Nicht erst seit ihrer Berufung auf die Professur für Biochemie weiß Luise Krauth-Siegel Heidelberg zu schätzen. Schon nach ihrer Schulzeit in Mannheim zog es die gebürtige Offenbacherin zum Chemie-Studium an die Ruperto Carola. Ihr Interesse für Biochemie entdeckte sie während des Studiums durch eine Stelle als wissenschaftliche Hilfskraft im Bereich Bakteriologie. Später fertigte sie ihre Doktorarbeit am Max-Planck-Institut für Medizinische Forschung in Heidelberg bei Professor Staab an und arbeitete anschließend als Assistentin am Institut für Biochemie II. Ihre Multi-Task-Fähigkeiten bewies die Mutter eines Sohnes schon zu diesem Zeitpunkt. Denn Kind und Karriere in Deutschland bezeichnet Krauth-Siegel als eine Herausforderung, die ohne Organisationstalent und Hilfe der gesamten Familie für Frauen hier nicht zu bewältigen sei – im Gegensatz zu anderen Ländern.

Nach Forschungsaufenthalten in Ann Arbor, Michigan, USA, kehrte Krauth-Siegel wieder nach Heidelberg zurück, besonders wegen der Voraussetzungen, die 1997 mit der Gründung des Biochemie-Zentrums geschaffen wurden. „Die Arbeitsbedingungen hier am Biochemie-Zentrum sind nicht anders als optimal zu bezeichnen. Es gibt kaum eine andere Universität in Deutschland, die Vergleichbares zu bieten hat“, lobt die Wissenschaftlerin. Dies war wohl auch ein Grund, warum sie vor zwei Jahren einen Ruf an die Universität Marburg ablehnte. Ein bedeutender Punkt, betont sie, sei der Austausch mit Kollegen, weshalb es weniger wichtig sei, dass an einer Universität jeder Fachbereich vertreten ist. Stattdessen sollten Kompetenzzentren geschaffen werden, an denen Forschung auf höchstem Niveau möglich ist. Diese Basis für ihre Arbeiten ist am BZH in besonderem Maße gegeben, denn dort sind biochemische Forschung und Lehre der Fakultäten für Biowissenschaften, Chemie und Medizin vereint.

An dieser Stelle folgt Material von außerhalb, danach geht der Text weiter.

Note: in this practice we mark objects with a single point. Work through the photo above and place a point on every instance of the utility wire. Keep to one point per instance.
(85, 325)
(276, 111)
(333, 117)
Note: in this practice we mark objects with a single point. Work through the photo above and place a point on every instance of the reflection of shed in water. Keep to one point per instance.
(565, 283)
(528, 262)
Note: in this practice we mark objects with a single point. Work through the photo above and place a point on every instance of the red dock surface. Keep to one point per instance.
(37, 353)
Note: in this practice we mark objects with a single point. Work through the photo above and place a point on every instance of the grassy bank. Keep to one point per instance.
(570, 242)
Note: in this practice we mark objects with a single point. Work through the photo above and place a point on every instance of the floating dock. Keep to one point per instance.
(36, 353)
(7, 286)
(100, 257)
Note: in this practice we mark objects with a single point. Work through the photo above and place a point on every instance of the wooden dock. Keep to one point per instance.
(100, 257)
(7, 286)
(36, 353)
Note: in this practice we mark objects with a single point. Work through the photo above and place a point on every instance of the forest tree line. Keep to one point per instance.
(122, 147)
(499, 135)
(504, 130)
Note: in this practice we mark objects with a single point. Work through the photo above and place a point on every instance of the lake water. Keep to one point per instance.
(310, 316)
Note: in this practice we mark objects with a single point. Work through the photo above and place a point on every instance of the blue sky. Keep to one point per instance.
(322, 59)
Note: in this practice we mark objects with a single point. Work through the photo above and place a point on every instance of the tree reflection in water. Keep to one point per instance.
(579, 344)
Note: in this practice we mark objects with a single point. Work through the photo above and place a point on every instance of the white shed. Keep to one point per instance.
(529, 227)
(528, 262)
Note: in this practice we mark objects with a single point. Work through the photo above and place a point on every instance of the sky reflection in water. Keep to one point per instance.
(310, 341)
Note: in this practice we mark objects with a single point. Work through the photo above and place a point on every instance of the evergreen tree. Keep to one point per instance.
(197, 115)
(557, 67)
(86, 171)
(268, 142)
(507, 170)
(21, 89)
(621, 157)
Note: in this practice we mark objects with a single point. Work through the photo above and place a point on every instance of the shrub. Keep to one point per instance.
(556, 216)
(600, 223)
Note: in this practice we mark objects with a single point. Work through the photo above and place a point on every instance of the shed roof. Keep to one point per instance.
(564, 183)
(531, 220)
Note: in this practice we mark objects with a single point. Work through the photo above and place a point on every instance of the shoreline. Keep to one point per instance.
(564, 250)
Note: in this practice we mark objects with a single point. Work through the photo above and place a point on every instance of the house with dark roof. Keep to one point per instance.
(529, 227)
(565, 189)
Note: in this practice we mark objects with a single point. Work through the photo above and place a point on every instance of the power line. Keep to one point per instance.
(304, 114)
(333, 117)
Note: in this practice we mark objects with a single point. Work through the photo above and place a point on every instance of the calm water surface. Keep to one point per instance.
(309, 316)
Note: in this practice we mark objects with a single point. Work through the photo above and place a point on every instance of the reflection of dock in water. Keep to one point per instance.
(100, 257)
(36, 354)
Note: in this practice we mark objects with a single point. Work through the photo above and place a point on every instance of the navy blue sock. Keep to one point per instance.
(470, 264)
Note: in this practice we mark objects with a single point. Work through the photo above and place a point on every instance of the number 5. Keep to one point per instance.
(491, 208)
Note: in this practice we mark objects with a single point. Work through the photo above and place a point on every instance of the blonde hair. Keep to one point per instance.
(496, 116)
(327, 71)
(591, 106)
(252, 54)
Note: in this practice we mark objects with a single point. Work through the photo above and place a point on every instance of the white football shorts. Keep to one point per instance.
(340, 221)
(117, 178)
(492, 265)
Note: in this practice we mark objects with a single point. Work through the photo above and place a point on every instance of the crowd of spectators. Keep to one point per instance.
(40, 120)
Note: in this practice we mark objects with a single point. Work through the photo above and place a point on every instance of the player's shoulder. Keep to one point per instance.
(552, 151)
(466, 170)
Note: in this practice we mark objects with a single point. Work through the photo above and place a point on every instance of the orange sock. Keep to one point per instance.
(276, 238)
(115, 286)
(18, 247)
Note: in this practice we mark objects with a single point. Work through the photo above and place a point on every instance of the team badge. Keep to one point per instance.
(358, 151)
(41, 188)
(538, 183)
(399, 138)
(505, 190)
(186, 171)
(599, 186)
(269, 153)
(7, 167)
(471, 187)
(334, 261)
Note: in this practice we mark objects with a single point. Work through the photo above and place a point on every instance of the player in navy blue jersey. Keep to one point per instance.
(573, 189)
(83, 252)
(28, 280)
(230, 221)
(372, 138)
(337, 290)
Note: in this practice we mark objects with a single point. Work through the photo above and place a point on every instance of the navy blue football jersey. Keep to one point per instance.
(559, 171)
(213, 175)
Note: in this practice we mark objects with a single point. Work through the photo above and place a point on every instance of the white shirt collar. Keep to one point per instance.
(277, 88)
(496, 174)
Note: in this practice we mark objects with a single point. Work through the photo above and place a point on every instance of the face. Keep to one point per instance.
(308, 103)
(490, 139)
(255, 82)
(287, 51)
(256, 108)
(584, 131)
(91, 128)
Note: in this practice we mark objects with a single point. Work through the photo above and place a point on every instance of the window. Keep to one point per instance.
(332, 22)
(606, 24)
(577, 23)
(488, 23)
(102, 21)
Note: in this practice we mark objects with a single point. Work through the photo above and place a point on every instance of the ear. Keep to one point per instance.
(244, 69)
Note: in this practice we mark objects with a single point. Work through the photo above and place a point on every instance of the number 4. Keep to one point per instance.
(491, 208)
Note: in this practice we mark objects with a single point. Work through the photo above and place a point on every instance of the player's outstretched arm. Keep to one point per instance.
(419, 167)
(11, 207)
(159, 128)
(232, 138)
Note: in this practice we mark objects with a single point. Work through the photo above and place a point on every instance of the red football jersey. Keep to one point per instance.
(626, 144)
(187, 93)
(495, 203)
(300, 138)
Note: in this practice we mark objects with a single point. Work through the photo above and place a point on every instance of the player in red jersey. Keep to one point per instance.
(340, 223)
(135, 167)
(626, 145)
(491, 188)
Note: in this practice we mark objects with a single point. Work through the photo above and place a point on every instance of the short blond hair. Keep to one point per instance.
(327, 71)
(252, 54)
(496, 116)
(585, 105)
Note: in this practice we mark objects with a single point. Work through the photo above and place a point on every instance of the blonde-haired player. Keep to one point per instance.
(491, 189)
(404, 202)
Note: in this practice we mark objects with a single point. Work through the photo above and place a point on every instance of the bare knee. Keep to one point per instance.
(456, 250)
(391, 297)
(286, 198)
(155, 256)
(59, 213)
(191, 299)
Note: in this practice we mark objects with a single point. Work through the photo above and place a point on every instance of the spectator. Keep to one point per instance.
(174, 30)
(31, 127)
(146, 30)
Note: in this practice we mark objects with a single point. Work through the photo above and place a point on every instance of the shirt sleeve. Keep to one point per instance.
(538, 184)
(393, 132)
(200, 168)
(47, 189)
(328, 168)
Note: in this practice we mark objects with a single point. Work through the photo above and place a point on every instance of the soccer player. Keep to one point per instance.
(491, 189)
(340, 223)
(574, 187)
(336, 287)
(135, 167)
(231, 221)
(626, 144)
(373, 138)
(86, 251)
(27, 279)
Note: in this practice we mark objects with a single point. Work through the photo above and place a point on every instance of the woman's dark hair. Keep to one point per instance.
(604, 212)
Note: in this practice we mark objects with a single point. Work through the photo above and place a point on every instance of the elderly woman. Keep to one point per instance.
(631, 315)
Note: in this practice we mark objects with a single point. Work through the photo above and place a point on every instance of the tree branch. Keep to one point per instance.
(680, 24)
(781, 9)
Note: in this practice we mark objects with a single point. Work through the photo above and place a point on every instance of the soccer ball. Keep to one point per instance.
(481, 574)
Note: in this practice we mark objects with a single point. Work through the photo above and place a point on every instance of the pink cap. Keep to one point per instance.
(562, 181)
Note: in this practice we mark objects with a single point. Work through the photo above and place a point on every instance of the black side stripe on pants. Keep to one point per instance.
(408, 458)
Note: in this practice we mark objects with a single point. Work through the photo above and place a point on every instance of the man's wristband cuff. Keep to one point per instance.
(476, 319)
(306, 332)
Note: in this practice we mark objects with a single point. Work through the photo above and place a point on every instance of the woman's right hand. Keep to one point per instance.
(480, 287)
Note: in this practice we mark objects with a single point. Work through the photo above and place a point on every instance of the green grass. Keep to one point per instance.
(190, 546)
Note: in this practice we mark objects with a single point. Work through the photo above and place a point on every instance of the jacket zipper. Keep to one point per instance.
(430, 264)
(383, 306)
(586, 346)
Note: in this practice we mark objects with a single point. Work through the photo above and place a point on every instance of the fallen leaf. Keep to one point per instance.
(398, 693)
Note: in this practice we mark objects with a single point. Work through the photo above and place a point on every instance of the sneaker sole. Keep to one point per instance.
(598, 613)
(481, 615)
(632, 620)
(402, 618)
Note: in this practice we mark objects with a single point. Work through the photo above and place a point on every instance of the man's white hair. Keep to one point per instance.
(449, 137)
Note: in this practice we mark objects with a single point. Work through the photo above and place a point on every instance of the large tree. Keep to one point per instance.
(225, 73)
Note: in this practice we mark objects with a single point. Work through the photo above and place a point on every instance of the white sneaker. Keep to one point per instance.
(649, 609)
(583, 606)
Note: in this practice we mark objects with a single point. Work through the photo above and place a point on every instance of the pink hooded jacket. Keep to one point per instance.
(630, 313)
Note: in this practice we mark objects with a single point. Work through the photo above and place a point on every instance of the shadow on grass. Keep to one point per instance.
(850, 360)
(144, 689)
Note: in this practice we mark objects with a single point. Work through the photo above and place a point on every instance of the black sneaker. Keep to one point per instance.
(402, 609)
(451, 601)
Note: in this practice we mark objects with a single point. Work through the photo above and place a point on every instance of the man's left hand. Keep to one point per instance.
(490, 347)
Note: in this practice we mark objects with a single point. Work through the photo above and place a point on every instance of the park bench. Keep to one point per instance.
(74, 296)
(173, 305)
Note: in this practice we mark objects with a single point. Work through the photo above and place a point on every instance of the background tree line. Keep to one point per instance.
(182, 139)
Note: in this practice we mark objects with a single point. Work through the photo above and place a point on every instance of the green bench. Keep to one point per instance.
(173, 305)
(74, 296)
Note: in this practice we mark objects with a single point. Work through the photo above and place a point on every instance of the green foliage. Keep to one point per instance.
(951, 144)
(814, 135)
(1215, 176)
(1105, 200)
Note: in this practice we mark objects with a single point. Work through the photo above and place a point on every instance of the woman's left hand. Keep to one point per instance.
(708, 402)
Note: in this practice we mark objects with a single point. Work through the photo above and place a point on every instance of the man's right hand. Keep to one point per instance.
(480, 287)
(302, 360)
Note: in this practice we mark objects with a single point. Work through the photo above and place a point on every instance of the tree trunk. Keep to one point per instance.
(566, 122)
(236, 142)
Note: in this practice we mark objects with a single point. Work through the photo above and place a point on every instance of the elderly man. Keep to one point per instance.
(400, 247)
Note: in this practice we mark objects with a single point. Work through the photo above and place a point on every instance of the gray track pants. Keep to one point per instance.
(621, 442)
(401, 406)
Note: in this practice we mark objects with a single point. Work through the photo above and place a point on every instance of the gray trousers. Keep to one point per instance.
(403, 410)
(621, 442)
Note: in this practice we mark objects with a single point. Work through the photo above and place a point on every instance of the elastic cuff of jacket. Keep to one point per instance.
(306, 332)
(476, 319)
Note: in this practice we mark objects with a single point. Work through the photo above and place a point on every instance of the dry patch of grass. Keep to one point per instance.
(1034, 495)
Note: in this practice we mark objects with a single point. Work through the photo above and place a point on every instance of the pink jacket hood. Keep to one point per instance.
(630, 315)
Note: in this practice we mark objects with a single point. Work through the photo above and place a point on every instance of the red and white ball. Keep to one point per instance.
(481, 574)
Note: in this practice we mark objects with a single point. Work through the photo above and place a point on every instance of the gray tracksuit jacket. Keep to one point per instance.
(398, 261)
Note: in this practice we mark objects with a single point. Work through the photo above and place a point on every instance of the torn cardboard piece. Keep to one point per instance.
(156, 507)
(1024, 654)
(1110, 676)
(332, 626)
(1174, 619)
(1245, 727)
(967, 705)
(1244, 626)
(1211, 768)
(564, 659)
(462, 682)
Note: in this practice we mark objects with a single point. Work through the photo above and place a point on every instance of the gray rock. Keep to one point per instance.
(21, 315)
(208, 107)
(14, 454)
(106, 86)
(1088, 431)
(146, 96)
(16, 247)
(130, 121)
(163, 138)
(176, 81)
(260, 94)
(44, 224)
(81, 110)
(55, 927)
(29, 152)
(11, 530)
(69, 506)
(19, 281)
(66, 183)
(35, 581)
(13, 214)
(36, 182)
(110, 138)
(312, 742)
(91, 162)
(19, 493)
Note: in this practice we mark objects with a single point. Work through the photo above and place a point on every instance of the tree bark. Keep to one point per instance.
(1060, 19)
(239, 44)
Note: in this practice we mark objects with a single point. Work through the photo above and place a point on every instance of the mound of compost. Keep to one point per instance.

Vereint zwar, aber noch nicht unter einem Dach. Denn die Räume des Biochemie-Zentrums im Neuenheimer Feld werden gerade umgebaut und einige Forschungsgruppen sind für mehrere Jahre in andere Gebäude ausgelagert. Auch bei der Totalsanierung des Biochemie-Zentrums hat die rührige Professorin ihre Hände im Spiel – sie ist die Baubeauftragte, die sich darum kümmern muss, dass Forschung und Lehre in den geeigneten Räumlichkeiten stattfinden werden können – eine sehr zeitaufwändige und verantwortungsvolle Aufgabe.

Genauso wichtig wie die Forschung auf ihren Spezialgebieten ist Krauth-Siegel die Vermittlung des Faches Biochemie an die Studierenden naturwissenschaftlicher und medizinischer Fachrichtungen, „um über den Tellerrand der eigenen eng begrenzten Forschungen hinaus zu wirken.“ Und gerade an der Universität Heidelberg kann sie diese Aspekte voll verwirklichen.